Men jostle, making ready. The officers tuck their whistles back into pockets, but the sound continues to echo around the trenches. Everybody has a ritual before they go over the top. Some men have one last cigarette or push one behind their ear for when they return. Colonel Jeffrey checks his service revolver at least twice. I touch the photograph in the pocket over my heart. The crinkle under my fingertips assures me she is still there.
Hazel.
My talisman from a simpler time.
The whistles fall silent and men step up to take their places on the fire step, careful to keep their helmets below the ground level in case a German sniper takes a pot shot. The ground shakes with the barrage that marches toward the enemy. Our guns fire thousands of tons of shells across the tops of our heads and into No Man's Land to make it even more of a Hell on Earth. The barrage is supposed to soften up the Germans, destroy new lines of barbed wire, and sweep away booby traps. But it just tells them we are coming, and the only thing it softens is the desolate ground between us.
"Somersets, prepare to advance!" Colonel Jeffrey yells.
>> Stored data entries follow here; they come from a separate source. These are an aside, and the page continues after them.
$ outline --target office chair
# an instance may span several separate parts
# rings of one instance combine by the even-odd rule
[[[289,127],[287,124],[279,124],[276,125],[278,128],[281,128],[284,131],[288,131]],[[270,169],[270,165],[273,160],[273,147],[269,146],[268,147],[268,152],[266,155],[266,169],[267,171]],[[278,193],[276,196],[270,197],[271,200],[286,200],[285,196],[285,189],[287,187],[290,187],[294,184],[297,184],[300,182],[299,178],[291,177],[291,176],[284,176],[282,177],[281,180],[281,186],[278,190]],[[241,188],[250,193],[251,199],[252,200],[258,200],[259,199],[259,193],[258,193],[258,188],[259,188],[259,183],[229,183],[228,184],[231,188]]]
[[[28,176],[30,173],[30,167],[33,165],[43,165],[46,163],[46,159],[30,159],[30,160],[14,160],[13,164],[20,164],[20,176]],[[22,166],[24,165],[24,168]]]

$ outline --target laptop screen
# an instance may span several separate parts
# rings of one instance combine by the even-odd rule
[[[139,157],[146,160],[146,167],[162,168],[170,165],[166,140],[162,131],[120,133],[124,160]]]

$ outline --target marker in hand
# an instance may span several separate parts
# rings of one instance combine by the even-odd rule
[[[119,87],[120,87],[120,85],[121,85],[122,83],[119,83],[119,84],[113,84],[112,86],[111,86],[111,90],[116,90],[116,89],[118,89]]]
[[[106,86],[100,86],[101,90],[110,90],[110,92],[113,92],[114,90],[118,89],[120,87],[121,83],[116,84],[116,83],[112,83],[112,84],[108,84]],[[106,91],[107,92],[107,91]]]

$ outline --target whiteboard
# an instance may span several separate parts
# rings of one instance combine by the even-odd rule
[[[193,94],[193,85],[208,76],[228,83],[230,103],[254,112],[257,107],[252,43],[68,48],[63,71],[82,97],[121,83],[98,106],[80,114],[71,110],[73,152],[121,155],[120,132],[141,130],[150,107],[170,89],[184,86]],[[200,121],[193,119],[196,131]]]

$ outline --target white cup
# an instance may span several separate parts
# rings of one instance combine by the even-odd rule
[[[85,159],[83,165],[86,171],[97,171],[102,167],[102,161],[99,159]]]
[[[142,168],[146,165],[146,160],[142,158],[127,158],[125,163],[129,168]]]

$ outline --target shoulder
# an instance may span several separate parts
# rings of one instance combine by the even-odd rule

My stomach rolls with nausea but I hold it down, unlike the chap next to me who vomits his tot of rum over his feet. The rum is another sort of signal, one we heard long before the whistles. They only give us rum when we are about to go over the top. My knuckles turn white as I clutch my rifle to stop the shake in my arms.
Soon. The push will come soon.
I offer a silent prayer that the men on our guns are accurate. We are to follow behind our barrage, but if the gunners miscalculate, our own artillery will slaughter us. Silence falls as the barrage halts, an eerie absence of sound after the constant pounding. The pause will give us valuable minutes to launch our sortie.